# the Yellow Dog Dixie



## Brett (Jul 16, 2008)

That came out great.
I do like build sequences.
That was fun to see.


----------



## stickwaver (May 13, 2008)

Nice Work... your pics were really nice documentation of the build. I like the cockpit trim and its a nice layout for that boat. Complete transformation. How long did you take on the build?


----------



## paint it black (Nov 3, 2007)

Great looking boat! Love the build up pics.


----------



## cut1duc (Jul 15, 2008)

Great boat, I am sure it was a fun project for a father son. Congrats on a one of a kind boat.


----------



## OSWLD (Apr 20, 2008)

Holy crap that thing turned out awesome. Great job 

i might have to steal your motor lift idea


----------



## Canoeman (Jul 23, 2008)

Beautiful work. I can't imagine having the patience to finish something like that. How long did it take you?


----------



## spartina (Jan 26, 2007)

The boat took about three months of work, couple of days each week working on it. Each piece of 1/2" marine ply is coated with two coats of WEST epoxy, the decks then received a layer of glass and another two coats of epoxy before paint.
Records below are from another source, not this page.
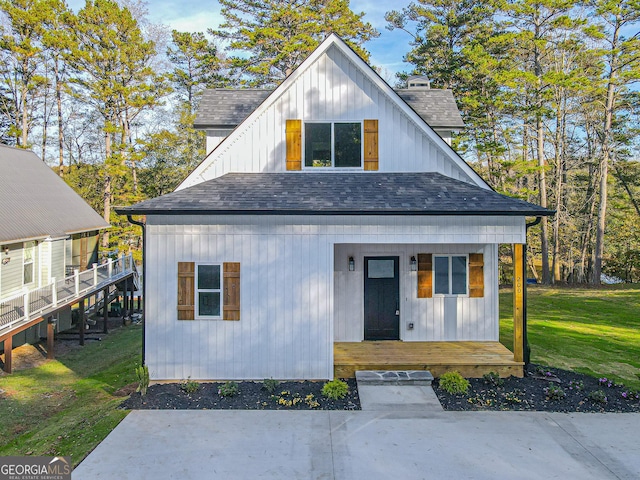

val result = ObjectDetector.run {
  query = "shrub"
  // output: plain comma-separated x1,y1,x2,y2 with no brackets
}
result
569,380,584,392
180,377,200,394
440,371,469,395
136,365,149,397
544,385,567,400
218,382,240,397
262,378,280,393
588,390,607,403
504,388,524,404
482,372,504,387
322,379,349,400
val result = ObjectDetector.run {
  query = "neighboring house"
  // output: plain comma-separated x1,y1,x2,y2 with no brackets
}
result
119,35,552,380
0,144,135,369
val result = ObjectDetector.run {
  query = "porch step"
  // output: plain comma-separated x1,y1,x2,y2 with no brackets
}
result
356,370,433,387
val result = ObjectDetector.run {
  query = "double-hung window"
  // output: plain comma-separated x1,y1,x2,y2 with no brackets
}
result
195,264,222,319
22,242,36,285
433,255,468,295
304,122,362,168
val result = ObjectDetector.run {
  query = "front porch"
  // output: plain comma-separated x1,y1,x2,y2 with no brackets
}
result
333,341,524,378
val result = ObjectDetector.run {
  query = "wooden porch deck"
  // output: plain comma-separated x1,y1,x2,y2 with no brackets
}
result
333,341,524,378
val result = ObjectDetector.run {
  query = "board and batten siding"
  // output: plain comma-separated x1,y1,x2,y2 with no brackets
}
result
334,243,498,342
145,215,525,380
179,46,474,188
51,239,66,280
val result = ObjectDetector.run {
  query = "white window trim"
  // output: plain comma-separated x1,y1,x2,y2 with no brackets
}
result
302,120,364,172
22,241,37,287
193,262,224,320
431,253,469,298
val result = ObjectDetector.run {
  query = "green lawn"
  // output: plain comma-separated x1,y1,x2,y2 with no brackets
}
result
0,326,142,465
500,285,640,389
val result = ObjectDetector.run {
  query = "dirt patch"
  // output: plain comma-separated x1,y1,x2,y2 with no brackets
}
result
433,365,640,412
121,379,360,410
113,383,138,397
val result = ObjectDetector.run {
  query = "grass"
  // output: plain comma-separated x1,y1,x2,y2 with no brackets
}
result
500,285,640,389
0,326,142,466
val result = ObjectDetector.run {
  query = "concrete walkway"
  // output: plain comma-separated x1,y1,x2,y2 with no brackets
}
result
72,410,640,480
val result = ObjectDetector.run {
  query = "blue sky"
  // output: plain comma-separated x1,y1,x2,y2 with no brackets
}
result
67,0,410,81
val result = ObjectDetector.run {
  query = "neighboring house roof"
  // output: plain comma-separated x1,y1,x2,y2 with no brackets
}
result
193,88,464,129
118,172,553,216
0,144,109,243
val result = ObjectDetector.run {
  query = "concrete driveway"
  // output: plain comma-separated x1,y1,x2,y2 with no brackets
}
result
72,410,640,480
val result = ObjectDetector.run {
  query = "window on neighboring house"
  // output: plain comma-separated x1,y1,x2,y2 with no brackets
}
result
304,122,362,168
22,242,36,285
433,255,467,295
195,264,222,318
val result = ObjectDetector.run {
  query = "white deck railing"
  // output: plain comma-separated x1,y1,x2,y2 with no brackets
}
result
0,255,136,333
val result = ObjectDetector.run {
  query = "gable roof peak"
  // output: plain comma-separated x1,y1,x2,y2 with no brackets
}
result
176,32,492,191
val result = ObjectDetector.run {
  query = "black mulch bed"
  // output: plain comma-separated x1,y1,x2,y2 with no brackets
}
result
433,365,640,412
120,379,360,410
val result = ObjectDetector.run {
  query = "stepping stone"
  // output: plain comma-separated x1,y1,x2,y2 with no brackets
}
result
356,370,433,387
The paint is sprayed interlux. The transom is four laminations of 1/2". The cockpit trim is epi deck lumber ripped down to 3/4. The port locker is a bubbler livewell, starboard is battery, fuel filter, battery switch. The bow locker holds 9 gal. fuel, life jackets, anchor and safety kit. The tabs are recycled Lenco with bimini hardware for mounting. The boat is very stiff with no twist or flex in waves. It poles out very straight and quiet and it's caught a lot of fish here in Charleston. Total budget boat, motor, trailer and upfits was $900.


----------



## tom_in_orl (Dec 9, 2006)

Welcome to the forum! [smiley=beer.gif] Great job! We appreciate that you took lots of pics and shared them with us.
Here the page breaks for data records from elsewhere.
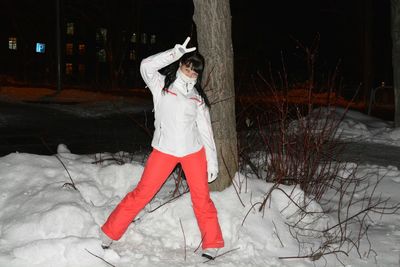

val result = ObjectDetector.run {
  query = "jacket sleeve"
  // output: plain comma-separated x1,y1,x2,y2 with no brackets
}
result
140,46,183,99
196,102,218,173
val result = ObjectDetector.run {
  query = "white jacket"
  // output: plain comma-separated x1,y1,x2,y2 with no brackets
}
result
140,47,218,175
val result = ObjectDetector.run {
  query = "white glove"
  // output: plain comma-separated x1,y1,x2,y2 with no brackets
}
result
175,37,196,55
207,170,218,183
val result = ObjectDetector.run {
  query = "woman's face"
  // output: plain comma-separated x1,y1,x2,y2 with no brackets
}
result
179,64,199,79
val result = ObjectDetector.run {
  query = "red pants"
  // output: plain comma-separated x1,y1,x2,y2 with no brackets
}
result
101,148,224,249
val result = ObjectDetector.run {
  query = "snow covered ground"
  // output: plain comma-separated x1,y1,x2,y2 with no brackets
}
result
0,105,400,267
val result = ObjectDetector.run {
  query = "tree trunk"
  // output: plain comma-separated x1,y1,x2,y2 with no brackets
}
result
391,0,400,127
193,0,238,191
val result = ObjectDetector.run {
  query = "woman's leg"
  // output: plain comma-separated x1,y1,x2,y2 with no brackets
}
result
101,150,178,240
180,148,224,249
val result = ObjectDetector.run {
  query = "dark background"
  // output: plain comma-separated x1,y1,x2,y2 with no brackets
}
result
0,0,392,98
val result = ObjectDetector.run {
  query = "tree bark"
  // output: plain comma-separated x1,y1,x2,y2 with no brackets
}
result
391,0,400,127
193,0,238,191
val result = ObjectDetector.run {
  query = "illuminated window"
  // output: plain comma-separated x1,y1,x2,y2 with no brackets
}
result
65,43,74,56
96,28,107,43
36,43,46,54
97,49,107,62
65,63,73,75
67,22,74,35
8,37,17,50
78,64,86,76
129,49,136,60
140,33,147,44
78,44,86,56
131,33,137,43
150,34,156,44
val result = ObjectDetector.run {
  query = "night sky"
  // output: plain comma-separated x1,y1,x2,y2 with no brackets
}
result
0,0,392,91
143,0,392,91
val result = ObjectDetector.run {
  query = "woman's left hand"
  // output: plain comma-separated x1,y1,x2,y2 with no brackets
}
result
175,37,196,55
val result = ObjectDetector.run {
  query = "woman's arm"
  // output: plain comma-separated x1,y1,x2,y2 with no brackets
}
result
140,37,196,97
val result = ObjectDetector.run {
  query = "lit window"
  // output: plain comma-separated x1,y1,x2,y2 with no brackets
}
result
65,43,74,56
78,64,86,76
129,49,136,60
78,44,86,56
8,37,17,50
150,34,156,44
141,33,147,44
36,43,46,54
97,49,107,62
65,63,73,75
131,33,137,43
96,28,107,43
67,22,74,35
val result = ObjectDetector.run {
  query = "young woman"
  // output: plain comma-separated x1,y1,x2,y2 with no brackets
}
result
101,37,224,259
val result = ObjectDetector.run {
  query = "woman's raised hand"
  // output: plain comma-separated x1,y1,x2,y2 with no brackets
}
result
175,37,196,55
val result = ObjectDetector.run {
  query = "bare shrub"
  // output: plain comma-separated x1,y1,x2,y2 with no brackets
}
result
237,38,400,262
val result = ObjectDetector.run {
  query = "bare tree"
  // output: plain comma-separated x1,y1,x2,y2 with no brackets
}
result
391,0,400,127
193,0,238,191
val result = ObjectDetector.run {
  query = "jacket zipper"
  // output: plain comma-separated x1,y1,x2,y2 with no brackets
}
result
158,123,161,145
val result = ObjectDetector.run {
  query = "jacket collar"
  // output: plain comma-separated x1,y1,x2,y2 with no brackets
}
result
174,69,197,95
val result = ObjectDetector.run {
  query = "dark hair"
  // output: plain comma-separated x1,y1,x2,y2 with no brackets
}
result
161,51,210,107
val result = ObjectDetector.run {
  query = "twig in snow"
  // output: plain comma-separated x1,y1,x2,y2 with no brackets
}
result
85,248,116,267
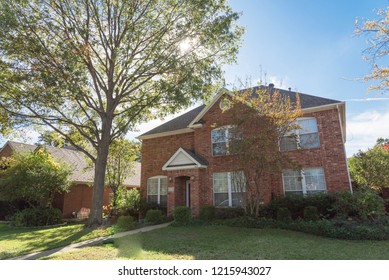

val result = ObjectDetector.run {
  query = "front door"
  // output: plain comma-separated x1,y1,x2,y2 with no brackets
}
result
185,180,190,207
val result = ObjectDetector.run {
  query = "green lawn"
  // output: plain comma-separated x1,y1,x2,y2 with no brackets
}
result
0,224,112,259
40,226,389,260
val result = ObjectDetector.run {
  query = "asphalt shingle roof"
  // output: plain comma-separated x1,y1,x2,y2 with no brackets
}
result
140,86,341,136
0,141,141,186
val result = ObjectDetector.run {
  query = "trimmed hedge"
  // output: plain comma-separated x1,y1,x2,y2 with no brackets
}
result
173,206,192,225
12,208,62,227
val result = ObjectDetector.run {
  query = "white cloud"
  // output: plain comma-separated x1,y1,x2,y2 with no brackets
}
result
346,110,389,157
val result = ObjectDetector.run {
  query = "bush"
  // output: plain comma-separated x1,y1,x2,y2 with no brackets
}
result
277,207,291,221
116,216,136,231
333,189,385,221
145,209,164,224
304,206,319,221
199,205,215,222
173,206,192,225
13,208,62,227
215,208,245,219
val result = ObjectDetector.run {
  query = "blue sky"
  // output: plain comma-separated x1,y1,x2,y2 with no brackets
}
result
133,0,389,157
3,0,389,156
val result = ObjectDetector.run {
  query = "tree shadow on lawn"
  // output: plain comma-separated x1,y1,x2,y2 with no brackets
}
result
0,225,104,259
115,226,389,260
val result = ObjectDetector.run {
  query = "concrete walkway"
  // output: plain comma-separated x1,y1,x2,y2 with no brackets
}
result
10,223,170,260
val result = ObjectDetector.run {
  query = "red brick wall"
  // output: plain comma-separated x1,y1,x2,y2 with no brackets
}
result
61,184,109,218
141,99,350,217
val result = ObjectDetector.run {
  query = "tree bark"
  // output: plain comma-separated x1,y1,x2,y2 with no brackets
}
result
87,118,112,227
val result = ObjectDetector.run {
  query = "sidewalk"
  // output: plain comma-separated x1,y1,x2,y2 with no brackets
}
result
9,223,170,260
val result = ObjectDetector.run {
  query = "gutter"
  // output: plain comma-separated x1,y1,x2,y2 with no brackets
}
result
336,104,353,193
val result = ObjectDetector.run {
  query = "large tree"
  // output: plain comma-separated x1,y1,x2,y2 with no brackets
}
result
0,0,242,226
355,8,389,92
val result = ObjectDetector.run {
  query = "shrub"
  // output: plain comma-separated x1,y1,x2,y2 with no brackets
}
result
215,208,245,219
145,209,164,224
333,189,385,221
116,216,136,231
173,206,192,225
199,205,215,222
13,208,62,227
277,207,291,221
304,206,319,221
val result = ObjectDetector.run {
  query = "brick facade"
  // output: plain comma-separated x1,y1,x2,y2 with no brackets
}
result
141,96,350,216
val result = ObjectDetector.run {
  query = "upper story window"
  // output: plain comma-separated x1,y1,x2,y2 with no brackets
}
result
147,176,167,207
280,118,320,151
211,126,241,156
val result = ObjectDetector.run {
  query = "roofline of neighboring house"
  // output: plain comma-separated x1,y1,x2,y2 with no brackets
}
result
137,94,346,143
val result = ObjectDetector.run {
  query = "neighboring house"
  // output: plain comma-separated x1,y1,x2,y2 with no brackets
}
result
139,87,351,216
0,141,141,218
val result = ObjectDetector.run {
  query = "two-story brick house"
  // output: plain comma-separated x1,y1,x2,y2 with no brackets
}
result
139,85,352,215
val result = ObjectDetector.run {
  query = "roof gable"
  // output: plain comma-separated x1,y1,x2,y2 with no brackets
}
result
139,86,344,139
162,148,208,170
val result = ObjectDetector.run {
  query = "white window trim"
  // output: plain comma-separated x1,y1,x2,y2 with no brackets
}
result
147,175,167,205
212,171,246,207
279,117,321,152
282,166,327,196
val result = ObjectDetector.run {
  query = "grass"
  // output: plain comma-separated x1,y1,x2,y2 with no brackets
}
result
0,224,112,259
40,226,389,260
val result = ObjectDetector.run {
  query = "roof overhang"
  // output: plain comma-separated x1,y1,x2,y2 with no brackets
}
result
162,148,208,171
137,127,193,140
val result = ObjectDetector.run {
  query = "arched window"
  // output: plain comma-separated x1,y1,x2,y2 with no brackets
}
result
147,176,167,207
280,118,320,151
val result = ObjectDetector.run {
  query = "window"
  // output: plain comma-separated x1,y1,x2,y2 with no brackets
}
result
213,171,246,207
282,167,327,195
147,176,167,207
211,126,241,156
280,118,320,151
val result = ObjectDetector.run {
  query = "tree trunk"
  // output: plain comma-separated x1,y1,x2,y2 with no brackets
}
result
87,119,112,227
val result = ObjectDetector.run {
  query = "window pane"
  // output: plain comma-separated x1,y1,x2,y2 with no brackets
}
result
159,195,167,207
297,118,317,134
304,168,327,193
147,178,158,195
147,195,158,203
231,171,246,193
231,193,245,207
212,143,227,156
159,178,167,196
214,193,229,207
300,133,320,149
213,172,228,193
280,136,297,151
282,170,303,192
211,128,226,143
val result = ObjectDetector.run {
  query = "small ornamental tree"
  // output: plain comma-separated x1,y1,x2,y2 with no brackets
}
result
348,138,389,190
0,150,71,208
226,87,301,216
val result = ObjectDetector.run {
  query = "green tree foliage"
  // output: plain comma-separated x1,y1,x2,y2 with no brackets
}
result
0,0,243,226
348,138,389,190
226,87,301,216
355,8,389,92
0,150,71,208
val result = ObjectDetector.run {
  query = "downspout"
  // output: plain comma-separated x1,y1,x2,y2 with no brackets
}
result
336,104,353,193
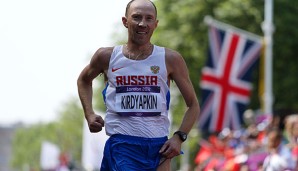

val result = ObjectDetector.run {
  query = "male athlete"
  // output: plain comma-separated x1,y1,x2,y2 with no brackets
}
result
77,0,200,171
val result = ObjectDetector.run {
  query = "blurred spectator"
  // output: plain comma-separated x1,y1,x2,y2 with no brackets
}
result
263,128,295,171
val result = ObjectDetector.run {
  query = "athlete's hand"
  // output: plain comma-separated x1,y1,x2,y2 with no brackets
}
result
86,113,104,133
159,135,182,159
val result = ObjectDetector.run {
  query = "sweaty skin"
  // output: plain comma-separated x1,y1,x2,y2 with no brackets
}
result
77,0,200,171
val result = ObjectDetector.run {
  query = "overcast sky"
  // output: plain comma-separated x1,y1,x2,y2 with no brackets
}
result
0,0,129,124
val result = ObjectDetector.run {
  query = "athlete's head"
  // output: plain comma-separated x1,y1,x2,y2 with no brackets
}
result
125,0,157,17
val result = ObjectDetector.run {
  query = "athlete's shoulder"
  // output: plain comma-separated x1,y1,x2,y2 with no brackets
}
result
90,47,114,70
165,48,182,61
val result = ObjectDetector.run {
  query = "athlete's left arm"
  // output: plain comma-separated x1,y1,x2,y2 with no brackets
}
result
160,49,200,158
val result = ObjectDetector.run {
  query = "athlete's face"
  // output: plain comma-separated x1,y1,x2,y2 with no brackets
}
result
122,0,158,45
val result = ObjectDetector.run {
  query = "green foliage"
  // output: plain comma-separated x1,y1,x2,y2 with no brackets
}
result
11,100,83,170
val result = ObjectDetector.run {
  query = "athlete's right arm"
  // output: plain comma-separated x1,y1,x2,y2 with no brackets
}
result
77,47,113,132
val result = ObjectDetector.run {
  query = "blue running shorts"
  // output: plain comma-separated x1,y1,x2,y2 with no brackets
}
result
100,134,168,171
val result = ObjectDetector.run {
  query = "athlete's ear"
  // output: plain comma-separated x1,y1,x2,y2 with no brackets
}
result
122,17,128,28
BTW, I added a couple pics to your first post. That should increase the feedback a little.


----------



## Flyline (Mar 3, 2008)

Welcome to the forum! love your custom skiff and looks so sweet! nice jobs guys! [smiley=1-beer.gif]


----------



## backwaterbandits (Dec 15, 2006)

Good Job and welcome!!! 
Really nice work...What a father and son project.


----------



## HialeahAngler (Dec 18, 2008)

super awesome.


----------



## Un-shore (Sep 27, 2007)

> Holy crap that thing turned out awesome. Great job
> 
> i might have to steal your motor lift idea


I might have to steal yer bote! ;D

That is really nice, now I really miss my 14'r.


----------



## ko (Jun 9, 2007)

Great!!!!!!!!


----------



## kbuch312 (Feb 17, 2007)

That was amazing.
Thanks for sharing with the forum.
Really enjoyed the build photos. 
If I ever find a hull similar....


----------



## pescador72 (Aug 6, 2008)

Absolutely awesome looking skiff. Great work!


----------



## Kemo (Jun 22, 2008)

Fabulous.  Great job, and welcome to THE forum.  I was curious about the registration numbers - only 3 numeric digits.  If those are the original hull numbers, it speaks volume about its age.  If not, then there aren't many boats registered in S.C.   [smiley=1-mmm.gif]

Kemo


----------



## HaMm3r (Dec 11, 2006)

What a great restoration you did!  And what a perfect little boat you ended up with. I noticed you changed the motor, as the junkyard pics show a merc, while the later shots show a rude.

Welcome to the forum!


----------



## rkmurphy (Nov 2, 2008)

How much did you end up spending fixing her up?


----------



## spartina (Jan 26, 2007)

Hull cost $200, engine was $300, trailer was $130 and platform was $400. Two sheets 1/2 marine plywood, 1 gal West epoxy, fiberglass and fittings it added up to <$1400. That pretty careful buying which is easy when you're not in a rush. Except for the cockpit trim there are no fasteners used anywhere in the boat, it's all epoxy glue and fillets. The boat is very light and shallow and quiet when poling. Not a lot of beam and it takes careful anglers to prevent swimming.


----------



## Sevensurfer (Nov 9, 2016)

I just picked up a dixie 14 to work on as a project and I am using your build as a rough template. Did you do any floor work on yours. I have a few questions about the build if you have some time to talk


----------



## GoGataGo52__20 (Jun 26, 2016)

Man olde "Yellow Dog" came out sweet, cool lookin skiff man


----------